Yr Arglwydd Morris o Aberafan

S4C | 1 x 60minutes

A programme covering not only the high points in the politician’s career but also some of the low points such as the failure of the devolution referendum of 1979.

Lord Morris of Aberavon is well-known as a Member of Parliament who served his constituency for more than 40 years, as a member of the Cabinet under three Prime Ministers and as the Attorney General, the United Kingdom government’s chief legal adviser.

But he is also “the father of devolution in Wales” according to one of the contributors of the programme.

According to archivist Rob Phillips, who is in charge of the Welsh Political Archive at the National Library of Wales, “Ron Davies has been mentioned as the father of Welsh devolution but, in my opinion, Lord Morris is the person who, perhaps, deserves that title.”

The programme covers not only the high points in the politician’s career but also some of the low points such as the failure of the devolution referendum of 1979.

As Secretary of State for Wales, it was John Morris who drafted the devolution Bill passed by Harold Wilson’s Cabinet and by MPs in the House of Commons in 1978. “Winning the battle with the anti-devolutionists in the Labour Party was a huge victory in itself,” said the political commentator, John Stevenson in the programme.

But the campaign for devolution failed and Lord Morris said in the programme, “I had no idea the defeat would be such a big one.
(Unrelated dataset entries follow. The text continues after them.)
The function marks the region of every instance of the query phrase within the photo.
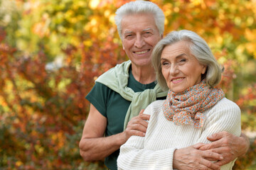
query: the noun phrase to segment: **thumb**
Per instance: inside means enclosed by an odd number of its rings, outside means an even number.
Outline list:
[[[142,109],[139,113],[139,115],[142,115],[145,109]]]
[[[218,133],[214,133],[212,135],[207,137],[207,139],[210,141],[215,141],[215,140],[218,140],[227,135],[228,135],[228,134],[226,132],[218,132]]]

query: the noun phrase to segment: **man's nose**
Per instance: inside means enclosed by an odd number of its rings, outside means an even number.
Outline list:
[[[145,45],[145,41],[143,37],[141,35],[137,35],[136,37],[134,46],[137,48],[142,48]]]

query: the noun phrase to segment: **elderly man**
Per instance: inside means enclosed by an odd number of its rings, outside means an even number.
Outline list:
[[[91,103],[90,109],[79,144],[84,160],[105,158],[110,169],[117,169],[119,147],[129,137],[144,136],[148,125],[145,120],[149,120],[149,115],[140,110],[166,96],[166,91],[155,82],[151,64],[153,48],[163,38],[163,11],[149,1],[132,1],[117,9],[115,21],[129,60],[100,76],[86,96]],[[219,169],[245,153],[249,145],[246,137],[235,137],[225,132],[208,140],[215,141],[200,149],[208,158],[220,154],[224,159],[213,163],[203,159],[206,169]],[[195,152],[198,151],[195,147]],[[191,157],[193,162],[196,158]],[[186,163],[183,164],[186,167]]]

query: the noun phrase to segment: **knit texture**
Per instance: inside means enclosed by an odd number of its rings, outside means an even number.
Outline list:
[[[206,80],[181,93],[169,90],[163,106],[165,117],[176,125],[193,125],[202,128],[206,120],[203,112],[225,97],[221,89],[209,88]]]
[[[169,121],[162,111],[164,102],[154,101],[144,110],[151,115],[146,136],[132,136],[122,145],[117,159],[119,169],[173,169],[175,149],[198,142],[210,143],[208,136],[224,130],[240,135],[240,110],[225,98],[203,112],[206,119],[199,129],[191,125],[175,125]],[[222,166],[221,169],[232,169],[235,160]]]
[[[124,99],[131,101],[124,119],[124,130],[126,129],[128,122],[138,115],[142,109],[146,108],[149,104],[155,101],[156,98],[167,95],[167,91],[163,91],[158,84],[154,89],[136,93],[128,87],[129,69],[131,64],[130,60],[117,64],[96,80],[119,94]]]

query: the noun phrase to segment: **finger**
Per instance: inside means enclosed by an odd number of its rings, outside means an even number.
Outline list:
[[[139,115],[139,118],[144,120],[149,120],[150,115],[147,114],[141,114]]]
[[[130,135],[130,136],[135,135],[135,136],[144,137],[146,135],[146,132],[140,131],[140,130],[131,130],[129,132],[129,135]]]
[[[227,132],[223,131],[220,132],[214,133],[212,135],[207,137],[207,139],[210,141],[215,141],[226,137],[227,135],[228,135],[228,133]]]
[[[142,109],[139,113],[139,115],[142,115],[143,114],[144,111],[145,110],[145,109]]]
[[[221,161],[218,161],[214,163],[214,164],[218,165],[218,166],[223,166],[225,165],[226,164],[229,163],[229,162],[227,162],[226,160],[221,160]]]
[[[200,148],[201,150],[208,150],[215,148],[219,148],[225,146],[225,142],[223,141],[217,140],[215,142],[207,144]]]
[[[203,152],[203,157],[204,158],[209,158],[213,159],[214,160],[223,160],[223,157],[218,153],[215,153],[212,151],[202,151]]]
[[[220,169],[220,166],[216,164],[213,164],[210,161],[208,161],[206,159],[202,159],[200,162],[201,164],[203,165],[201,169]],[[206,169],[206,167],[208,169]]]
[[[144,126],[142,124],[133,124],[131,125],[131,130],[141,131],[142,132],[146,132],[147,126]]]

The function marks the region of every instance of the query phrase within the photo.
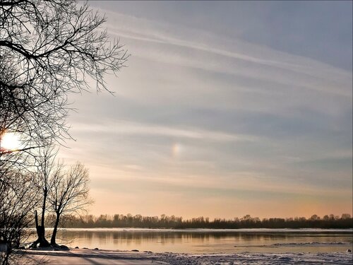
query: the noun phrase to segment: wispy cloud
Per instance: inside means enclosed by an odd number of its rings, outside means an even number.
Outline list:
[[[351,72],[234,36],[105,13],[132,57],[118,79],[107,79],[116,97],[72,98],[78,141],[61,151],[90,167],[93,192],[135,202],[127,193],[159,194],[170,208],[178,202],[168,192],[199,201],[214,194],[210,204],[222,210],[213,214],[225,216],[225,204],[246,210],[234,201],[256,211],[261,196],[281,211],[279,198],[299,207],[304,196],[322,211],[330,198],[330,208],[352,201]],[[119,207],[139,208],[133,204]]]

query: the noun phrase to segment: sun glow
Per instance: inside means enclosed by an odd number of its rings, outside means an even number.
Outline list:
[[[5,133],[0,139],[0,149],[16,150],[20,148],[20,140],[16,134]]]

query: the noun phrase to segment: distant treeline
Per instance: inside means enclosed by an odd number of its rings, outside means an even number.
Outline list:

The truth had to be faced, we had failed abysmally.”

The 1997 referendum succeeded with the ideas established in the old Act of 1978, according to Lord Morris. “There was very little difference between the old Act of 1978 and the new one. It’s the same piece of legislation. New work wasn’t needed and that’s how the measure was prepared so quickly. My fingers were on the strings of that harp from beginning to end.”

The programme follows Lord Morris’s life story from his early days as a farmer’s son in Talybont, Ceredigion, through his college years in Aberystwyth and Cambridge – where he joined the Labour Party – his time in the Army and his work as a barrister. As a politician, he was elected MP for Aberavon in 1959 and he served the constituency till his retirement in 2001 and he was then elevated to the House of Lords.
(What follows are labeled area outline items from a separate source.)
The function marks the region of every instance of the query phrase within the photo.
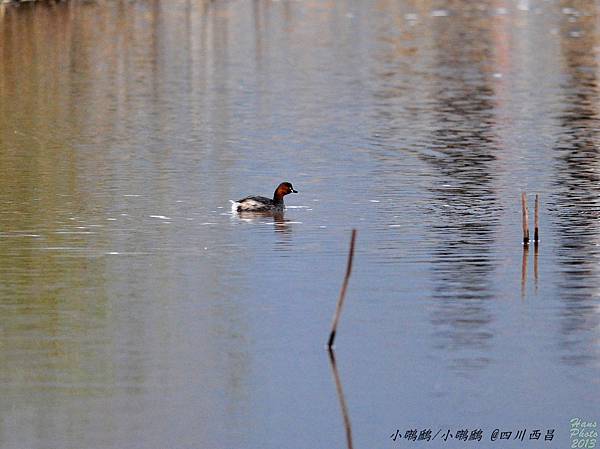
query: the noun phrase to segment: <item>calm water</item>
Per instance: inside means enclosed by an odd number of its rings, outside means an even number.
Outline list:
[[[355,448],[570,447],[570,418],[600,420],[599,21],[0,6],[0,447],[342,448],[335,375]],[[284,217],[231,214],[283,180]],[[390,437],[410,429],[441,433]],[[485,442],[443,441],[461,429]]]

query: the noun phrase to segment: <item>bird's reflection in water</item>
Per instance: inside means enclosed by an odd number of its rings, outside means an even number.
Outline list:
[[[236,212],[238,218],[248,223],[269,224],[273,223],[273,229],[280,237],[278,244],[286,249],[290,246],[290,238],[292,235],[292,226],[290,220],[285,218],[283,211],[268,211],[268,212]]]

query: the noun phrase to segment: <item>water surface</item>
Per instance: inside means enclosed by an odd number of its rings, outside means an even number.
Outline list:
[[[569,447],[600,418],[599,14],[0,5],[0,445],[345,447],[357,228],[354,447]],[[283,180],[283,217],[231,213]]]

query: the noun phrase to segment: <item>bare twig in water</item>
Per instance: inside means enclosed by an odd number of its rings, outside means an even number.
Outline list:
[[[348,406],[344,399],[344,390],[342,389],[342,381],[337,371],[335,364],[335,354],[333,349],[329,348],[329,361],[331,362],[331,371],[333,372],[333,380],[335,381],[335,389],[338,393],[338,399],[340,400],[340,408],[342,409],[342,418],[344,419],[344,428],[346,429],[346,443],[348,449],[352,449],[352,425],[350,424],[350,415],[348,415]]]
[[[535,194],[535,216],[534,216],[535,228],[533,230],[533,242],[537,245],[540,241],[540,196]]]
[[[529,245],[529,209],[525,192],[521,193],[521,209],[523,210],[523,245]]]
[[[350,273],[352,273],[352,259],[354,258],[354,242],[356,240],[356,229],[352,230],[352,238],[350,239],[350,252],[348,253],[348,266],[346,267],[346,276],[344,277],[344,283],[342,284],[342,290],[340,291],[340,297],[338,298],[337,305],[335,307],[335,314],[333,315],[333,323],[331,324],[331,333],[329,334],[329,342],[327,347],[331,349],[333,341],[335,340],[335,334],[337,332],[337,325],[342,313],[342,305],[344,304],[344,297],[346,296],[346,288],[348,287],[348,280],[350,279]]]
[[[525,298],[527,290],[527,260],[529,258],[529,245],[523,246],[523,259],[521,263],[521,299]]]

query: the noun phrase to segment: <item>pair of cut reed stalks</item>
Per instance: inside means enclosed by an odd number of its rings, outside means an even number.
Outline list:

Lord Morris also talks in the programme about his time in Harold Wilson’s Cabinet, then in James Callaghan’s and finally in Tony Blair’s Cabinet in the 1990s as Attorney General. He also served as Minister for Energy; he was in the Transport Ministry and the Ministry of Defence before being appointed Secretary of State for Wales in 1974. He discusses the huge moral dilemmas he faced during his time at the Ministry of Defence and as Attorney General over the war in Biafra in the late 1960s and the war in Kosovo in the late 1990s.

We also hear about Lord Morris’s family life. He acknowledges his big debt to his wife, Margaret who ‘raised the family’. Their daughter, Nia is one of the other contributors in the programme along with Lord Morris’s brother, Professor David Morris.